For business leaders seeking to get ahead of the AI adoption curves, MDM and AI governance represent a foundation that can level the competitive fields without requiring traditionally significant investments in capabilities that often took years to realize
Across industries and their shared functions, the quest for everything AI continues to expand, fueled by firms with trillion-dollar market valuations and startups that showcase seemingly improbable use cases. The chaos and uncertainty of artificial intelligence (AI) is altering the corporate 2025-‘26 planning and budgeting cycles as 2023-‘24 solutions are already undergoing material alterations and sunsetting discussions.
As performance measures — usually around customer service, efficiency, and differentiation — generally show positive results, the AI pace of change and technological advancements threaten early-solution obsolescence. Whereas AI increasingly is the answer for corporate challenges and impacts, business leaders are now understanding that AI technology is not the end-state — it’s just the enabler.
Moreover, while generative AI (GenAI) dominates the discussions and solutions, enterprise implementations also understand that large solutions, such as large language models (LLMs), are expensive to develop and maintain, often requiring vast skills, data sources, and organizational change, which in some cases aren’t analogous to prior application frameworks. Finally, data relevancy and resiliency are foundational building blocks for intelligent decision-making that should not be sourced from outside the enterprise due to privacy, security, ethics, and accuracy concerns.
So, what should business leaders be considering when reviewing the growing, complex capabilities and transitory forms which comprise today’s AI? As AI commercial solutions are measured in weeks and months, what steady-state, foundational functions provide sustainable returns during AI’s many iterations? What is missing? And what will aid leaders with their AI implementation requirements?
To understand and answer these questions, let’s review the common failure points surrounding current AI implementations, their challenges, and impacts.
When analyzed, this chart highlights two fundamental enterprise core competencies that need to be implemented: Master data management (MDM) and AI governance. To date, these two functions have been done piecemeal as a by-product as firms rushed into AI deployment. However, as AI rapidly evolves, data-centric applications like AI require robust governance and oversight, which will be achieved using MDM and AI governance.
MDM represents a robust software solution that is critical for managing vast data sources across multi-modal AI applications, while ensuring data consistency, accuracy, and accountability across business data sources. For enterprises now thinking about smaller and more diverse AI technologies (or compartmentalized solutions that interact with other AI solutions), MDM represents a critical building block, which addresses the common failure points. Additionally, MDM provides automation for data oversight, ingestion, and governance that is critical to every AI onboarding, learning, and expansion effort.

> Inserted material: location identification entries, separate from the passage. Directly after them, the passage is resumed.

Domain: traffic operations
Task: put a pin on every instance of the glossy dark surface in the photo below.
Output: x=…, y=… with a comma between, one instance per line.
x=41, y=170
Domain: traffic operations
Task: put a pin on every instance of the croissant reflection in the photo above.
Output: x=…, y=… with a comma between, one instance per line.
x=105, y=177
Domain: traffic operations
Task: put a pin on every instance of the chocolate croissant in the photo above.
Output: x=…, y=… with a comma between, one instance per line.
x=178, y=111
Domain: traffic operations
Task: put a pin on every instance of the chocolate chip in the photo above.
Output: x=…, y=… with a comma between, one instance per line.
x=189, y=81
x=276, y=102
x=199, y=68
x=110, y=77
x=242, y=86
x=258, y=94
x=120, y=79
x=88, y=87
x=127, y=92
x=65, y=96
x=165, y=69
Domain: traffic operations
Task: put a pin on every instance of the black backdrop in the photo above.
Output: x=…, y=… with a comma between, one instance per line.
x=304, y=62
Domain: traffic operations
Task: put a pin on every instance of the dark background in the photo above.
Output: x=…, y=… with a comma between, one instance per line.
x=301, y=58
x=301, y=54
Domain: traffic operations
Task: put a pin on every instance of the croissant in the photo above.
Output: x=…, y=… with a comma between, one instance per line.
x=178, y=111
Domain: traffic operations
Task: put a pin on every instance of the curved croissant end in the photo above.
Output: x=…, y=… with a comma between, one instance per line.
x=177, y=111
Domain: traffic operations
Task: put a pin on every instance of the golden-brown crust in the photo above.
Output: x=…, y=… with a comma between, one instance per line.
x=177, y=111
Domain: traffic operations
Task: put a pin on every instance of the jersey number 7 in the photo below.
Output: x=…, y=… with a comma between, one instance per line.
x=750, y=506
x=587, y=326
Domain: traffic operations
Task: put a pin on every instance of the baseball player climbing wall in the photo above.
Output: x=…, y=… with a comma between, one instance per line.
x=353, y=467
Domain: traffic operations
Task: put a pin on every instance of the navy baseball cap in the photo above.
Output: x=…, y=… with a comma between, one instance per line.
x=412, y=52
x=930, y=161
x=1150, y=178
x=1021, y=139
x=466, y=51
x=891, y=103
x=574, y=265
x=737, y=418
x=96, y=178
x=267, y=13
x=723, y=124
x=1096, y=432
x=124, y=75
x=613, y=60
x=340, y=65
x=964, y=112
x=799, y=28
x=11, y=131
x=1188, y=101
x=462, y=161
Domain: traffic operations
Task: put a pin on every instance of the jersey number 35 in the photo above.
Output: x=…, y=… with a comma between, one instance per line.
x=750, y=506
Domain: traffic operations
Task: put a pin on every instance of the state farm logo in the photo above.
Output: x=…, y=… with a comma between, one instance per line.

The second core competency of AI governance represents the application of a data-centric approach for AI solutions. AI governance uses a common source of data that facilitates rapid-cycle technology iteration ensuring accuracy, consistency, and adaptation regardless of industry or common organizational functions. The implications of AI governance as an AI solution become increasingly specialized and iterative, and it resides in the consistent application of cross-department, divisional, and functional data.
To illustrate these increasingly common competencies of MDM and AI governance, Figure 1 conceptually shows that regardless of industry or function (such as audit, legal, or compliance) at the core of future, smaller, and targeted AI solutions resides these two competencies.
With business leaders and technology providers demanding and delivering granular AI use cases, the infrastructure and architecture that represents AI designs must be proactively constructed. The previous applications that processed surrounding data in isolation is too fragmented, complex, and of inferior quality for current AI solutions.
To showcase why MDM and AI governance are truly foundational for the smaller, iterative AI solutions that coming in 2025-‘26, Figure 2 further breaks down these evolving competencies and their capabilities. MDM and AI governance represent for AI a common architectural approach that offers data-centric deployment, data relevance, and resiliency that are lacking within current intelligent solutions. As the AI solutions grow more robust and industry-specific — much like traditional application designs before the explosion of AI capabilities — the building blocks for cost-effective and linked intelligent software requires data-centric infrastructures.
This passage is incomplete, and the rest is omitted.